Mr Blair apparently demanded to know the figures after taking full charge of efforts to combat the disease. They were supplied to him a week later.
Government officials suggested privately that the figures were the latest evidence of how the ministry had underestimated the problem. Mr Blair had been voicing exasperation to colleagues about the ministry.
But it is the scarcity of vets which continues to impede efforts. Nick Brown, Minister for Agriculture, has described the shortage as ‘probably the single largest problem’ as MAFF seeks to bring the virus under control by cutting to 24 hours the time between the first report of a case and the slaughter of infected livestock.
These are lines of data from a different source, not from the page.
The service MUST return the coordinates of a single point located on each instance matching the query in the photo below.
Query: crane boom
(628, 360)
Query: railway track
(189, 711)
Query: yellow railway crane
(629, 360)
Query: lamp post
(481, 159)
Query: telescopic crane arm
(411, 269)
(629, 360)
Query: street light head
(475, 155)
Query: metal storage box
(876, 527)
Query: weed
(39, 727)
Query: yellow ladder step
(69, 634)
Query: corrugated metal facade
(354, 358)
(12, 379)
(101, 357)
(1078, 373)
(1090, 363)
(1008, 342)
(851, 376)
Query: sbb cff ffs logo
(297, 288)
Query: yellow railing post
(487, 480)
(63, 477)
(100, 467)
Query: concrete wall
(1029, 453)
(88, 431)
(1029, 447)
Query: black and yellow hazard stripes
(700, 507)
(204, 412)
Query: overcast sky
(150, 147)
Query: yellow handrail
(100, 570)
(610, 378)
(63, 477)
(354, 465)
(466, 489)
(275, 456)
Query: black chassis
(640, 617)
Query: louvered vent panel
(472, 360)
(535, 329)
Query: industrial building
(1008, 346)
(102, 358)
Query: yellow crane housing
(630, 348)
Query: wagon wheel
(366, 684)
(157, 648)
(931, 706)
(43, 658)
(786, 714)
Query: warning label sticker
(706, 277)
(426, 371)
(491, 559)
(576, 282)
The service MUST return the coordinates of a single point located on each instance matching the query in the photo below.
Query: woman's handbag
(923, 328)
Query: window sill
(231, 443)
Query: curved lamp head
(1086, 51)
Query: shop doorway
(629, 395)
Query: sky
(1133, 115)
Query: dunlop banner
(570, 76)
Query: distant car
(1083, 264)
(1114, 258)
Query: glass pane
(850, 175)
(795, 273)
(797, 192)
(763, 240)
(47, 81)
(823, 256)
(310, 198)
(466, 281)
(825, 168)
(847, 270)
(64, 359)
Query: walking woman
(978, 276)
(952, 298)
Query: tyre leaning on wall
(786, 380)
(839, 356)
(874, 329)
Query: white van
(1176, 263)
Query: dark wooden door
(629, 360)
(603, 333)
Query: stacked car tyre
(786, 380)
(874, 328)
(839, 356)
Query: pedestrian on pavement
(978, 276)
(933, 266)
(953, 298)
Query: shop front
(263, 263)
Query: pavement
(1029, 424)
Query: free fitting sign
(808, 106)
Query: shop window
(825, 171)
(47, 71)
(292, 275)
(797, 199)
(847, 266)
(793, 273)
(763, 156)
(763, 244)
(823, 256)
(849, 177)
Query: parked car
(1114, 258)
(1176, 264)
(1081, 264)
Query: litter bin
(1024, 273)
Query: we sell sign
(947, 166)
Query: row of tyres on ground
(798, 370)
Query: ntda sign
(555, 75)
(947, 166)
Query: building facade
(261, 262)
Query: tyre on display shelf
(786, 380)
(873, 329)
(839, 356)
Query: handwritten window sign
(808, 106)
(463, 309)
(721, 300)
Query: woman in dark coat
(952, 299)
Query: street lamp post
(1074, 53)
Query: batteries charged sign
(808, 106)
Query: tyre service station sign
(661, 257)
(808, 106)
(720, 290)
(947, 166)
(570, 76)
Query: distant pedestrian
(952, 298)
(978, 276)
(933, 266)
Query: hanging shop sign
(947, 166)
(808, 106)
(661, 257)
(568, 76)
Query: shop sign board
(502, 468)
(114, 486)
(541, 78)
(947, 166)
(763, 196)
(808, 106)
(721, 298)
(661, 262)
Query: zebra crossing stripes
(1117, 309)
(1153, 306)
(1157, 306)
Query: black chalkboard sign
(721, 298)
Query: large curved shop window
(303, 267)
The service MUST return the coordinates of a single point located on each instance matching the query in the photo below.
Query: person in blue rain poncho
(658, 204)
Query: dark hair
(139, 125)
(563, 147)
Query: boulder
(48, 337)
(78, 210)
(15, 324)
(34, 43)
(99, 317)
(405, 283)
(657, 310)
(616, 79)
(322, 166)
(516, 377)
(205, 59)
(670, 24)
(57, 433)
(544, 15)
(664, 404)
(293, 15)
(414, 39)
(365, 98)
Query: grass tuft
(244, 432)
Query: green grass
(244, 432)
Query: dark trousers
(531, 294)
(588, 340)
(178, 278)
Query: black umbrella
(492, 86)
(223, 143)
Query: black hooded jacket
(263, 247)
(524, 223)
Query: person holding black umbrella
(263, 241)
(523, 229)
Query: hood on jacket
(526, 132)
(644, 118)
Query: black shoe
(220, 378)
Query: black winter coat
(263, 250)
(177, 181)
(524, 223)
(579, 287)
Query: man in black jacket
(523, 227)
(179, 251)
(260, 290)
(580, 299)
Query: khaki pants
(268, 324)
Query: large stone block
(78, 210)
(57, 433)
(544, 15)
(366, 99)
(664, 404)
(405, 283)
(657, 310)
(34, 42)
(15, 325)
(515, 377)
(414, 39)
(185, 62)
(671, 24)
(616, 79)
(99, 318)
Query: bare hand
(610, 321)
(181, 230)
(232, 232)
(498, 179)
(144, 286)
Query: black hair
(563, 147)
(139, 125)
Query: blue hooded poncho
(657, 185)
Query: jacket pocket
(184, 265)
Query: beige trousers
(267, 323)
MAFF has only 220 field vets in its state veterinary service, compared to the 417 during the outbreak in 1967. Ninety vets have been recruited overseas. More than 800 of the new recruits, however, have come from private practice in Britain.
In the five weeks since the first outbreak, the number of vets available to tackle the disease — recruited from private practice and from abroad — has risen from 421 to 1,269.